Voici les dirigeant.es israélien.nes qui veulent détruire Al Aqsa

Dan Cohen دان كوهين דן כהן

Translated by  Jean-Marie Flémal

 

Depuis la fusillade du 14 juillet aux abords de l’enceinte d’al-Aqsa, fusillade qui s’est soldée par la mort de trois citoyens palestiniens d’Israël et de deux policiers israéliens, les médias israéliens se sont longuement concentrés sur l’infamie universelle consistant à perpétrer une agression dans un lieu saint et ce, tout en louant les punitions collectives infligées par le Premier ministre Benjamin Netanyahou à la population palestinienne.

Le Dôme du Rocher par nooralsabahart


« Ce sont eux les semeurs de discorde », écrivait le chroniqueur de Yedioth Ahronot, Ben-Dror Yemini : « Ils compromettent la lutte justifiée pour l’égalité. Ils sèment des mensonges et entretiennent l’incitation à la violence. Dans notre intérêt et dans le leur, les Arabes d’Israël devraient également se débarrasser de cette nuisance. »

« Netanyahou et [le dirigeant de l’AP Mahmoud] Abbas ont tous deux agi de façon responsable pour empêcher une guerre sainte ; mais la condamnation d’Israël par le monde arabe est un motif d’inquiétude », disait le sous-titre d’une analyse de Barak Ravid, dans Haaretz.

Ce qui manque dans les commentaires de toute la presse, c’est la moindre reconnaissance du rôle joué par des colons fanatiques dans l’intention de s’approprier le contrôle de l’enceinte Al Aqsa, à Jérusalem-Est occupée, et de finalement la détruire, conformément à leur vision apocalyptique.

.  En juin dernier, devant l’enceinte de la mosquée Al Aqsa, Yisrael Ariel, directeur de l’Institut du Temple, a réclamé la destruction des églises et mosquées ainsi que le massacre général de ceux qui refusent d’accepter sa version extrémiste du judaïsme. (via Facebook)

 

 

L’enceinte, connue des musulmans sous le nom de Haram al-Sharif et des juifs sous celui de mont du Temple, comprend la mosquée Al Aqsa et le dôme du Rocher.

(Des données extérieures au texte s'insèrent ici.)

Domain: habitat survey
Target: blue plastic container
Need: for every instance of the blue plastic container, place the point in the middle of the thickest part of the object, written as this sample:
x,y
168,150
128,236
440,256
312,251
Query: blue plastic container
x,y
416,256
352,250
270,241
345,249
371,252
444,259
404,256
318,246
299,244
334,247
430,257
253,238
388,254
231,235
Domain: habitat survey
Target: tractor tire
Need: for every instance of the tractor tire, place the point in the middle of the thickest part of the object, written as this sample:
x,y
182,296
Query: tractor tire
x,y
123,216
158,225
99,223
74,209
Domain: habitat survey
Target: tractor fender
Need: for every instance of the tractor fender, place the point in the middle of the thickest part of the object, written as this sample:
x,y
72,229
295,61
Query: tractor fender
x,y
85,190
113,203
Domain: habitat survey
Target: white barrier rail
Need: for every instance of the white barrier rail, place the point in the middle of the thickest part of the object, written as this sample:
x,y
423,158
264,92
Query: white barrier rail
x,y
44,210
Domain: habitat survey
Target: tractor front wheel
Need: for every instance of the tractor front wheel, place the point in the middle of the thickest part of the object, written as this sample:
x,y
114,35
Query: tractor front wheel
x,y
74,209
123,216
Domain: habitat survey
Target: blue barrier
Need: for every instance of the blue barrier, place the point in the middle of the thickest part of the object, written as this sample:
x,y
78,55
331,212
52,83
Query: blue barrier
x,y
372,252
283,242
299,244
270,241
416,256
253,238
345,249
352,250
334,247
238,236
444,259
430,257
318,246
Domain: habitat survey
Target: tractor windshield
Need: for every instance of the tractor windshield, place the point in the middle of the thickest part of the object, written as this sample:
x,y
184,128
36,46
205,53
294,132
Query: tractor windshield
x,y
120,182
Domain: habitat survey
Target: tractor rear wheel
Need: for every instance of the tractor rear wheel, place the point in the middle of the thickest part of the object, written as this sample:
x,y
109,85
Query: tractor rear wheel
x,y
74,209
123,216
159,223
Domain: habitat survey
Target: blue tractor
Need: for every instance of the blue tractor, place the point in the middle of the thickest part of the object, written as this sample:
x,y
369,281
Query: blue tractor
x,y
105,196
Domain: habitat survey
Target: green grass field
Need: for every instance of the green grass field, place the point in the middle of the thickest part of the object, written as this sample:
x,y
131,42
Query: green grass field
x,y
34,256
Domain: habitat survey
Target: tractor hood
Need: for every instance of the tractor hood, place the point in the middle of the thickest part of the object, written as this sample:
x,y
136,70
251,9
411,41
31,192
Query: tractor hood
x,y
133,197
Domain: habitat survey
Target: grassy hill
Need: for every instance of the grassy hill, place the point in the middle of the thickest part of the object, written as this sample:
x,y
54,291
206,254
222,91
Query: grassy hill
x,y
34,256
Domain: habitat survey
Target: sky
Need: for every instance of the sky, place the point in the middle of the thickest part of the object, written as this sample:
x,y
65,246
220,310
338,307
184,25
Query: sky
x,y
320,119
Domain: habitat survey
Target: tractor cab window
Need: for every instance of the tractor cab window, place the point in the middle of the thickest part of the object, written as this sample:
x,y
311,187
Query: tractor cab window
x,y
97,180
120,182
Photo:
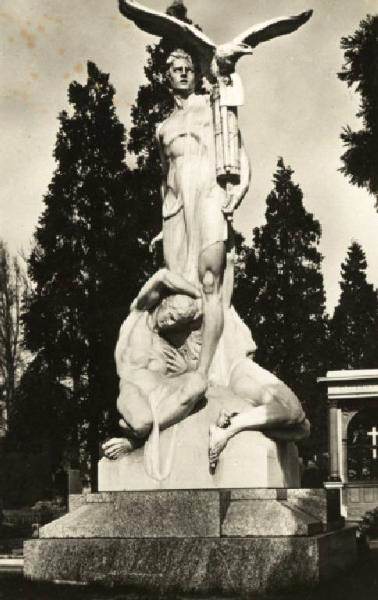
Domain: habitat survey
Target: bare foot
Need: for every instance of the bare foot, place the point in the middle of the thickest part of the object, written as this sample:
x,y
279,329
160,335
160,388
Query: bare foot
x,y
218,438
224,418
116,447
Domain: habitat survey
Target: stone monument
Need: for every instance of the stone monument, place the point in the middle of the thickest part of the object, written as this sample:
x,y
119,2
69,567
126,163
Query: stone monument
x,y
200,492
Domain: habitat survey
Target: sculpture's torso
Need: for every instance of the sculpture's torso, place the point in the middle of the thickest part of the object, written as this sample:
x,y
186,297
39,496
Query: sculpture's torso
x,y
193,200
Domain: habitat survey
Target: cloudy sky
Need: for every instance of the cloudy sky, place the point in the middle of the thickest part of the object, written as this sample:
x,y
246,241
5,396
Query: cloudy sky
x,y
295,105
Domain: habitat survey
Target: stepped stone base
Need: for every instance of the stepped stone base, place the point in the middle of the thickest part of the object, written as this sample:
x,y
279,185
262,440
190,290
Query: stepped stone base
x,y
230,541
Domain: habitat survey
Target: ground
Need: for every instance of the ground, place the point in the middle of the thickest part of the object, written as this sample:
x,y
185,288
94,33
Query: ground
x,y
360,583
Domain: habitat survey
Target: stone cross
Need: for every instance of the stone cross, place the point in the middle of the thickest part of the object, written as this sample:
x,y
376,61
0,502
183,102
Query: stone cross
x,y
374,435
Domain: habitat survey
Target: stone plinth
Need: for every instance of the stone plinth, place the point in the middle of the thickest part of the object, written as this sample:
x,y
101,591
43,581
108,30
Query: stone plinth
x,y
236,541
250,459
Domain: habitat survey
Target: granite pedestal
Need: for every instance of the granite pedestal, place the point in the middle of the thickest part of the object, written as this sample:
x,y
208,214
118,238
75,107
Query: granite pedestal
x,y
234,541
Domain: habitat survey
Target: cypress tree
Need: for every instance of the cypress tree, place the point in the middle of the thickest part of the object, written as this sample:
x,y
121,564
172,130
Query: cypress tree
x,y
281,296
85,261
354,326
360,69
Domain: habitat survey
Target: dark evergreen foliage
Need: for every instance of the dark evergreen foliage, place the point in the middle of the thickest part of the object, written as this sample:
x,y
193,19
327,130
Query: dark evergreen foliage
x,y
354,326
280,294
361,69
85,263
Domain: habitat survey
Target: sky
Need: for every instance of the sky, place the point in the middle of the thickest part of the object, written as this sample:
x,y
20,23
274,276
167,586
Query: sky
x,y
295,106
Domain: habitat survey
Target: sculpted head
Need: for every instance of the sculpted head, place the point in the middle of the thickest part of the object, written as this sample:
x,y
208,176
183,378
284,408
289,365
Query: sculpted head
x,y
181,73
176,313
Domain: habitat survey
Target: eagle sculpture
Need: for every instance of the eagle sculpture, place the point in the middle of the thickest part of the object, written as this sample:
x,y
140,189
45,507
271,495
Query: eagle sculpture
x,y
215,59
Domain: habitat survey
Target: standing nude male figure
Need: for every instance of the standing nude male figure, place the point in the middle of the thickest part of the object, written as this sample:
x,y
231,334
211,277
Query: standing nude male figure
x,y
196,209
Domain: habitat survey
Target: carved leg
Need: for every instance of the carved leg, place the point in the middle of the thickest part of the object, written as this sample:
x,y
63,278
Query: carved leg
x,y
211,271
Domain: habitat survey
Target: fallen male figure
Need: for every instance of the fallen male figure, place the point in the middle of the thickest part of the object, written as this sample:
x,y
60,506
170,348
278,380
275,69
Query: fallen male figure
x,y
157,357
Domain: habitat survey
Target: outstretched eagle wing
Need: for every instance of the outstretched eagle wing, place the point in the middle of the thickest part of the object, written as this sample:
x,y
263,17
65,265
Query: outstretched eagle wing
x,y
163,25
271,29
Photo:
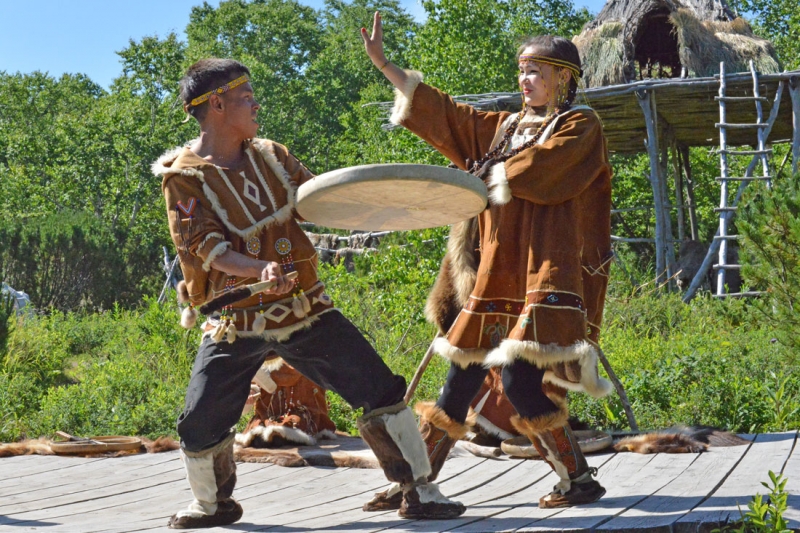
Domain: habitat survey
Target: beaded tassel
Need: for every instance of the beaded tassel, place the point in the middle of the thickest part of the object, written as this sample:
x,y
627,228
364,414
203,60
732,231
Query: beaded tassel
x,y
230,332
189,317
304,300
259,323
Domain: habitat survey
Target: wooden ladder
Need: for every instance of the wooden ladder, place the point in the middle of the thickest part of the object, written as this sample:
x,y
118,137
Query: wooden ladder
x,y
727,210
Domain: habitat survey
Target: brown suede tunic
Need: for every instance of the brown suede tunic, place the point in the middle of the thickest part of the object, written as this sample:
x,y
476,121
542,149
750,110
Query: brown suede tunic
x,y
544,239
250,211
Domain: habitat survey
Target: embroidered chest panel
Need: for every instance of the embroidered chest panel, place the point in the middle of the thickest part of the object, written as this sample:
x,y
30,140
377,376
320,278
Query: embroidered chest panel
x,y
248,197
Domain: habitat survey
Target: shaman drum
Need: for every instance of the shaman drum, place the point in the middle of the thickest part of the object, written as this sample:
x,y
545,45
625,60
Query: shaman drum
x,y
391,197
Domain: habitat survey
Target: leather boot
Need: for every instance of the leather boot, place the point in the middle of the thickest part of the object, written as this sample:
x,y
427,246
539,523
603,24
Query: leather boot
x,y
212,476
439,433
392,434
552,437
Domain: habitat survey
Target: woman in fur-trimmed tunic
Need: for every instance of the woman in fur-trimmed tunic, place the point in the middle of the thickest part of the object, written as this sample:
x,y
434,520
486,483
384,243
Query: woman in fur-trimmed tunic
x,y
531,295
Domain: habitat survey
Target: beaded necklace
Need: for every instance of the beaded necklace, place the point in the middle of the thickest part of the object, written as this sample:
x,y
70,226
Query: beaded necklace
x,y
497,153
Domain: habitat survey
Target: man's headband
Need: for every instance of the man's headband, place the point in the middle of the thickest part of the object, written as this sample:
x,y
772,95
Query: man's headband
x,y
220,90
533,58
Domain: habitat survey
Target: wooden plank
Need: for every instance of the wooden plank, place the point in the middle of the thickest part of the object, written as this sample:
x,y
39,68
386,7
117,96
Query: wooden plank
x,y
792,471
519,509
159,500
768,452
686,490
342,507
16,467
30,497
628,478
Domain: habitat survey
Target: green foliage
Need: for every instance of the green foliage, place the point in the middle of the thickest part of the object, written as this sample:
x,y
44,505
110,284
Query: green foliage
x,y
705,363
770,224
48,257
779,22
7,313
116,372
764,516
469,46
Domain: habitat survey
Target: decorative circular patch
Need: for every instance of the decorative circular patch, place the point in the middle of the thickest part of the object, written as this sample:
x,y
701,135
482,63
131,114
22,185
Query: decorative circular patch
x,y
283,246
254,245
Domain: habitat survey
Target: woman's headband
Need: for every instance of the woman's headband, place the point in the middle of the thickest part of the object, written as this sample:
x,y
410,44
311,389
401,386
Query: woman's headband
x,y
220,90
563,63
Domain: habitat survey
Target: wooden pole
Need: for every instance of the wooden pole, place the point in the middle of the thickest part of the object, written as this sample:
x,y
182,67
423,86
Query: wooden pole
x,y
626,405
794,91
412,387
714,247
678,176
663,234
692,207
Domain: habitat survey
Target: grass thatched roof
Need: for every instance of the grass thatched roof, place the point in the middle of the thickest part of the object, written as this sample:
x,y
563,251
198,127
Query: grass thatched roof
x,y
639,39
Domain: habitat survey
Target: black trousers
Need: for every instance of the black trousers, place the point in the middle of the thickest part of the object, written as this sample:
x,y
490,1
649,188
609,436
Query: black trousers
x,y
332,353
522,382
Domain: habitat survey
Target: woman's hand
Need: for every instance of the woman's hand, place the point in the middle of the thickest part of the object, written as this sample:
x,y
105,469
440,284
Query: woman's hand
x,y
374,43
272,272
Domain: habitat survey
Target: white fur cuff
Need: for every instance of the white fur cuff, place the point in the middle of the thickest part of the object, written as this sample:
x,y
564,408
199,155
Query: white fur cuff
x,y
499,191
217,251
403,97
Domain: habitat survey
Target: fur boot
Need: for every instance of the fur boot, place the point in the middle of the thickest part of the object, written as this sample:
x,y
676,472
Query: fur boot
x,y
439,433
392,434
212,476
552,437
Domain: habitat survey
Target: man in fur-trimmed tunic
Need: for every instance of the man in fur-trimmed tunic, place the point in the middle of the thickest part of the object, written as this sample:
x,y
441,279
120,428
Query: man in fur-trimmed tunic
x,y
522,287
230,203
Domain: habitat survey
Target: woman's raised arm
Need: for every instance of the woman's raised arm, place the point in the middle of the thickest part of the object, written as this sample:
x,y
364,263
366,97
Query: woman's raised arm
x,y
374,47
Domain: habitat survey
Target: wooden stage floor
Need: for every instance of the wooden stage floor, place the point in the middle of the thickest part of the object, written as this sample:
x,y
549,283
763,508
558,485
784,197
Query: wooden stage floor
x,y
662,492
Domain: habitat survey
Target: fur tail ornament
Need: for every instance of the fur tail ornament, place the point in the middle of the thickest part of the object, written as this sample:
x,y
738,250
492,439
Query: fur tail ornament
x,y
189,317
230,332
297,307
259,323
219,331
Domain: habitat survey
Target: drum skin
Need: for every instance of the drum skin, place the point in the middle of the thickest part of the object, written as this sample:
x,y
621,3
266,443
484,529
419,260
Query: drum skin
x,y
391,197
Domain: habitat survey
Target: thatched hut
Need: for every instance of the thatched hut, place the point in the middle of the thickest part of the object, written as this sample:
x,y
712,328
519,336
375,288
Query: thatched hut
x,y
635,40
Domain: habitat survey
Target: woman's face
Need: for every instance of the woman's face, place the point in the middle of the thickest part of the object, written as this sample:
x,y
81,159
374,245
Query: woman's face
x,y
537,81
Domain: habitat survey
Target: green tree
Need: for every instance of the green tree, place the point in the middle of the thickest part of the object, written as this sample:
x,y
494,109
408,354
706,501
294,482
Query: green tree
x,y
770,224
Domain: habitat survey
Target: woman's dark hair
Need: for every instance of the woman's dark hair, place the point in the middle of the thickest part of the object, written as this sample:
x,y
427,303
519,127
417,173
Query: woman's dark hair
x,y
207,75
557,48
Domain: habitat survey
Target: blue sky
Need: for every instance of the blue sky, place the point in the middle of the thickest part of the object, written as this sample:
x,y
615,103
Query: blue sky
x,y
58,36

C’est l’un des sites musulmans les plus sacrés du monde et c’est en même temps une pierre angulaire de l’identité palestinienne.
Changement de donne

Les Israéliens qui cherchent à reprendre Al Aqsa perçoivent l’agression du 14 juillet et la violence qui a suivi comme une occasion de hâter cet agenda. Immédiatement après l’incident, le corps officiel du mouvement du Temple a publié une déclaration appelant à expulser les Palestiniens de l’enceinte : « Nous devons libérer le mont du Temple de l’Islam assassin et le rendre au peuple d’Israël. »

Le dirigeant du mouvement du Temple, Yehuda Glick, à droite, en compagnie du Premier ministre Benjamin Netanyahou (via Facebook)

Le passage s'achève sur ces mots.